His work "After Virtue" MacIntyre begins with a review of the state of modern moral theory and moral and practical life. According to MacIntyre, the distinctive feature of this state is that both the language of modern morality and modern practices of moral life are in complete disarray. As MacIntyre emphasizes, contemporary moral controversies and disagreements do not lead us to the adoption of any rationally substantiated point of view, and the moral arguments used in them are conceptually incommensurable and therefore do not contribute to the development of a common moral position. In order to make the formulation of the question of the character of the contemporary moral situation more evident, MacIntyre proposes to imagine an imaginary world, from which, after a global cataclysm, natural sciences and all the practices of research and education associated with them have disappeared.
If, some time later, enlightened people attempted to revive science, they would have to face a situation where everything that the new scientists did and said would correspond to certain canons of consistency and coherence, but a context that could give meaning to all their actions, was lost, and, in all likelihood, irrevocably.
As MacIntyre notes, in such a culture, people would use expressions such as "neutrinos", "mass", "gravity", "atomic weight" and others in a systematic and interrelated way, reminiscent of how these expressions were used in those times when scientific knowledge has not yet been lost.

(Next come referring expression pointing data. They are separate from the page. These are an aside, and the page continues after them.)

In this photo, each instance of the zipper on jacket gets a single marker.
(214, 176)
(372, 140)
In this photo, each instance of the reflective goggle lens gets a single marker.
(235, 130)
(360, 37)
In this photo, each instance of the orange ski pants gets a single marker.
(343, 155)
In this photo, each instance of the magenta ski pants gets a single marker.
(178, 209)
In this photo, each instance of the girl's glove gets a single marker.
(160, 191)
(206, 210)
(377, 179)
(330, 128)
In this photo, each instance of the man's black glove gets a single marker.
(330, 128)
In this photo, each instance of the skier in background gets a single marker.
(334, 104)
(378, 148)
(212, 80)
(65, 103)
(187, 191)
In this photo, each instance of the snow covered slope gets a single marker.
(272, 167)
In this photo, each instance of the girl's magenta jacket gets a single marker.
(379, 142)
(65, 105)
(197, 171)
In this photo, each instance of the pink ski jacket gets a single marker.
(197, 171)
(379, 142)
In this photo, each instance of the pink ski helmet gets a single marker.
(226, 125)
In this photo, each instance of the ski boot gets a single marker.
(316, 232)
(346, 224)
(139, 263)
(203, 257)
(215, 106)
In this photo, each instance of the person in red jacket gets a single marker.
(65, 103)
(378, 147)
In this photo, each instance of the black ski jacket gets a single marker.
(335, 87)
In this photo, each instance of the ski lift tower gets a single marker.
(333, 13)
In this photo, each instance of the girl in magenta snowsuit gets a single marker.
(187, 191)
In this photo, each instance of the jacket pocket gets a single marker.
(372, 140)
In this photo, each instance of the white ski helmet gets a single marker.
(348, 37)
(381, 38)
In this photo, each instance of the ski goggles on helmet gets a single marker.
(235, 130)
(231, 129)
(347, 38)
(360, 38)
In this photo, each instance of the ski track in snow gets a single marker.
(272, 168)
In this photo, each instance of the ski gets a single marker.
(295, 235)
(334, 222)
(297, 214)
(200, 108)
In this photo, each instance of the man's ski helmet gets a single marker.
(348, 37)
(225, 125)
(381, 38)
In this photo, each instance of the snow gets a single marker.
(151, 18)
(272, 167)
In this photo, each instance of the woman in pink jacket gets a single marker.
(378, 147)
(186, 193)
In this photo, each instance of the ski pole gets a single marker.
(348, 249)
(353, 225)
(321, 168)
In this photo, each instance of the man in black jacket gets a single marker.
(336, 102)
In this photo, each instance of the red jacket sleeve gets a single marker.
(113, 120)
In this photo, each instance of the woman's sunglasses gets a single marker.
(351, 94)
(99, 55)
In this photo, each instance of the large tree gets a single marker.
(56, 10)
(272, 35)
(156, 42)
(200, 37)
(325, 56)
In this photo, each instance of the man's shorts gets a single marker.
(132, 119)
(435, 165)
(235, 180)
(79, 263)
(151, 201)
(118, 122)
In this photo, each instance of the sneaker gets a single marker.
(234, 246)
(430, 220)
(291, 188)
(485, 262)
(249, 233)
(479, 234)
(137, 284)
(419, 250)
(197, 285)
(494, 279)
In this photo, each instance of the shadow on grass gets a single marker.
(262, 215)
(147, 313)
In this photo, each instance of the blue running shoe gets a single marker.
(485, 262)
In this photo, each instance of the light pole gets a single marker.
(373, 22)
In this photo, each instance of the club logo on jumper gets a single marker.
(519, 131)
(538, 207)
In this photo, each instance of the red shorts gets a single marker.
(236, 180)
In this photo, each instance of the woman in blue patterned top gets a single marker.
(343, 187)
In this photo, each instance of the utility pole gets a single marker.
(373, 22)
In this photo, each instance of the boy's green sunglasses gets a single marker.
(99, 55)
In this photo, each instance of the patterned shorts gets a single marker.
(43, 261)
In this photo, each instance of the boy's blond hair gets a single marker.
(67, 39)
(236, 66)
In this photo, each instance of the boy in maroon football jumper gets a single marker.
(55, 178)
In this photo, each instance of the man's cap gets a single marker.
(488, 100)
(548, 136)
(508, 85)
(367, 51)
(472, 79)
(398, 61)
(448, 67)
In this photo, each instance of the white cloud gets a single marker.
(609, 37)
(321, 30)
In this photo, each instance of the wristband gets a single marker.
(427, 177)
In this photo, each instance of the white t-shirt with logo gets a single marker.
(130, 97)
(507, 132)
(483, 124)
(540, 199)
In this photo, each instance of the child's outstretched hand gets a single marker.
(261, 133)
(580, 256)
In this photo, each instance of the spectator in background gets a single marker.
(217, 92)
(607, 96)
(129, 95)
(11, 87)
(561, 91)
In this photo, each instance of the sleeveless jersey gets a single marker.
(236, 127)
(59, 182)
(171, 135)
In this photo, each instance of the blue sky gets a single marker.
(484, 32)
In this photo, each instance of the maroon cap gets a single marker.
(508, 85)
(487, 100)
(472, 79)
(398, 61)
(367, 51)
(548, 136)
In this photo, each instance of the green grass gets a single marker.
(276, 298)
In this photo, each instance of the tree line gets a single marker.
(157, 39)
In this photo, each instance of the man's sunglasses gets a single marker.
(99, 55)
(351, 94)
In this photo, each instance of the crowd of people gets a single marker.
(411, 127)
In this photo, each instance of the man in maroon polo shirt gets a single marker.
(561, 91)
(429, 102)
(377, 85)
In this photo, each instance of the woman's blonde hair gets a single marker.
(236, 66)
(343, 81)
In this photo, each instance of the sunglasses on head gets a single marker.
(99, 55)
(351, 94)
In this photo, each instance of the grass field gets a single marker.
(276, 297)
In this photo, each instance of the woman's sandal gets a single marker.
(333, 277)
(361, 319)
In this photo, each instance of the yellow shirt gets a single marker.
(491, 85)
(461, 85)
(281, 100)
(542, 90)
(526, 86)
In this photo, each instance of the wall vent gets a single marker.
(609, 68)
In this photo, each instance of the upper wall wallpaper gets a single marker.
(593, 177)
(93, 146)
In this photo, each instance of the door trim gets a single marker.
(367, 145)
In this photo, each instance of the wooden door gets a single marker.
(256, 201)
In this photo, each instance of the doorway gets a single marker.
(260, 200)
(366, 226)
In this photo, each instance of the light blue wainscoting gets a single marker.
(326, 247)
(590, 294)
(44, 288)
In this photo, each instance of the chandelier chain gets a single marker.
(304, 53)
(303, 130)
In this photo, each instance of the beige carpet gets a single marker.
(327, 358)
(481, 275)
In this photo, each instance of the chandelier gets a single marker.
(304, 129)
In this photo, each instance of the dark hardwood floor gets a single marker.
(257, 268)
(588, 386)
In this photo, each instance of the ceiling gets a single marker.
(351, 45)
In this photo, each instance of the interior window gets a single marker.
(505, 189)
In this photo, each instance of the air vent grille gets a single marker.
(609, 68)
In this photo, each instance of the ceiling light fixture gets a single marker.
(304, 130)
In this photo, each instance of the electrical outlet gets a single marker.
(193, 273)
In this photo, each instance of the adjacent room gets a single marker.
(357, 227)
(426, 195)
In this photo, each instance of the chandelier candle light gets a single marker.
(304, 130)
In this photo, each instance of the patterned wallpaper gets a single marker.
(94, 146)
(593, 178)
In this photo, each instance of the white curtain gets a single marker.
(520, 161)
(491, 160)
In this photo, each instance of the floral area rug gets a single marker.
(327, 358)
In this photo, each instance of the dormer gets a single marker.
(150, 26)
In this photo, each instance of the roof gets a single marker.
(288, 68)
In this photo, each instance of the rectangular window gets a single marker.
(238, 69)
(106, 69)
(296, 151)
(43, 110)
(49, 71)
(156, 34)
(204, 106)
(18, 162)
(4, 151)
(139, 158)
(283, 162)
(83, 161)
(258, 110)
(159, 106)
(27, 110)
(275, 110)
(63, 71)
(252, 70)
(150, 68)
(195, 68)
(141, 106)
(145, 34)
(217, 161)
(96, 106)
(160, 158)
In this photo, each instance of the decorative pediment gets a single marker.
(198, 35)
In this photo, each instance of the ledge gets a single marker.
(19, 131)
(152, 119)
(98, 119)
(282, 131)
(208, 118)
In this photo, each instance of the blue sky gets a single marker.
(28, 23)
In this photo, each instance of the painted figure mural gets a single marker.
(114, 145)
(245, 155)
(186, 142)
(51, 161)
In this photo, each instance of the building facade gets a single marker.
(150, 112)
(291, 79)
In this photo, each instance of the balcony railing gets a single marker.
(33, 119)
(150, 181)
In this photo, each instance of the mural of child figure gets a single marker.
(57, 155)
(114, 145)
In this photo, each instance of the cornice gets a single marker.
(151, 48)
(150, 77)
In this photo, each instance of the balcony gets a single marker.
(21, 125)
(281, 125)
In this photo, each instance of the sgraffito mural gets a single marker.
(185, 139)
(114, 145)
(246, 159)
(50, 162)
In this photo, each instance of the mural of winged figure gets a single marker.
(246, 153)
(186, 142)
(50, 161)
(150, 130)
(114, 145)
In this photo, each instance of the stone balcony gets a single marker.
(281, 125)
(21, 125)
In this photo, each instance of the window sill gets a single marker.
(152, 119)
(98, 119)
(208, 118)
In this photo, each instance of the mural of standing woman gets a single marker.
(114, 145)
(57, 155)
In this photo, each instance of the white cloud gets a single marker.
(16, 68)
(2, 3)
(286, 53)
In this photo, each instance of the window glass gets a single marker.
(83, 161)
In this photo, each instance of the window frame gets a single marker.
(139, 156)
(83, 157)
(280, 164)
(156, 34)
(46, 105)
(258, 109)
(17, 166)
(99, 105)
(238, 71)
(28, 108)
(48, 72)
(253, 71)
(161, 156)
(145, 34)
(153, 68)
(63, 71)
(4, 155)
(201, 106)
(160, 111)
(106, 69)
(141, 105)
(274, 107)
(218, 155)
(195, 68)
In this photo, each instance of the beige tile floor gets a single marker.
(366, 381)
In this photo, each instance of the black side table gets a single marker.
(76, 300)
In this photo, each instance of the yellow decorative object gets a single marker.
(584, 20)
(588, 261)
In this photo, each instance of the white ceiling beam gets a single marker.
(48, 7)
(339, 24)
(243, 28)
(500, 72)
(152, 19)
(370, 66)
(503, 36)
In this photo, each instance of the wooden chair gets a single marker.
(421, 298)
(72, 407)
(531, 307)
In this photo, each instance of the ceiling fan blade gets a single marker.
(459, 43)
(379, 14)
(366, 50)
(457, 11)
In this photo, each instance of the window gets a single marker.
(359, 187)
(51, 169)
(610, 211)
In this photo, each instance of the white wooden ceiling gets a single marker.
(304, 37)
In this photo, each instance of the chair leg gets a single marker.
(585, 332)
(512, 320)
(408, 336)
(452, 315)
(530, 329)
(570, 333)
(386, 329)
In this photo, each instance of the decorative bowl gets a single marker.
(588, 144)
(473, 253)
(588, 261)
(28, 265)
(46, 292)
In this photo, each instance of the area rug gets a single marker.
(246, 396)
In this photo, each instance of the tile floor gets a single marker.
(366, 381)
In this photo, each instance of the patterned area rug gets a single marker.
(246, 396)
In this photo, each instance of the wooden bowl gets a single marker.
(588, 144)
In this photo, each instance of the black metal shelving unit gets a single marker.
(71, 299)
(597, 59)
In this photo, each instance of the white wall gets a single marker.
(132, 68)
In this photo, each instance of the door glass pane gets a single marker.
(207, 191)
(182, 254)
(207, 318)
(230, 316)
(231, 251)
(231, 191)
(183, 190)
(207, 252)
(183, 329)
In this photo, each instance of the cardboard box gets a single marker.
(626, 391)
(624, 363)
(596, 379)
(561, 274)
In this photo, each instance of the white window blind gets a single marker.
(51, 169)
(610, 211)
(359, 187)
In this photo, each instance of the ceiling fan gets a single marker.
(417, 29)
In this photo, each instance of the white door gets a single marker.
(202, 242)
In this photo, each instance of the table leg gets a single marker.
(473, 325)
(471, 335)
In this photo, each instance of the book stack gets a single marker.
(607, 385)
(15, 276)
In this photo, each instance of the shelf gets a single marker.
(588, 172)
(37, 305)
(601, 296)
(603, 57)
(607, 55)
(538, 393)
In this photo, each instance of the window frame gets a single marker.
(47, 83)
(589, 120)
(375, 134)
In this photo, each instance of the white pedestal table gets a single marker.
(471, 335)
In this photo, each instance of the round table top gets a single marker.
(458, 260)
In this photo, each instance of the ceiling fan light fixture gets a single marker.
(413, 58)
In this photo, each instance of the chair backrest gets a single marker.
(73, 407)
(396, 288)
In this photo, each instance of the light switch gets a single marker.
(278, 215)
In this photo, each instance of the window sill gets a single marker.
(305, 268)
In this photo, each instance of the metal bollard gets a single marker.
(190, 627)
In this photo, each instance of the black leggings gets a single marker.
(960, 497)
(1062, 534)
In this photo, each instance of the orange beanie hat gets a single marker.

However, most of the beliefs implied by the use of these expressions would be lost, and their application would be largely arbitrary, capable of leading us only to a dead end.
According to MacIntyre's plan, a similar example with an imaginary world populated by fictitious pseudoscientists and real real scientists is designed to help clarify the current state of moral theory and moral practice. In his opinion, it is determined by the fact that in the past there was a moral disaster that remained unnoticed for us, as a result of which we are using moral concepts torn from their own context and therefore devoid of authentic meaning.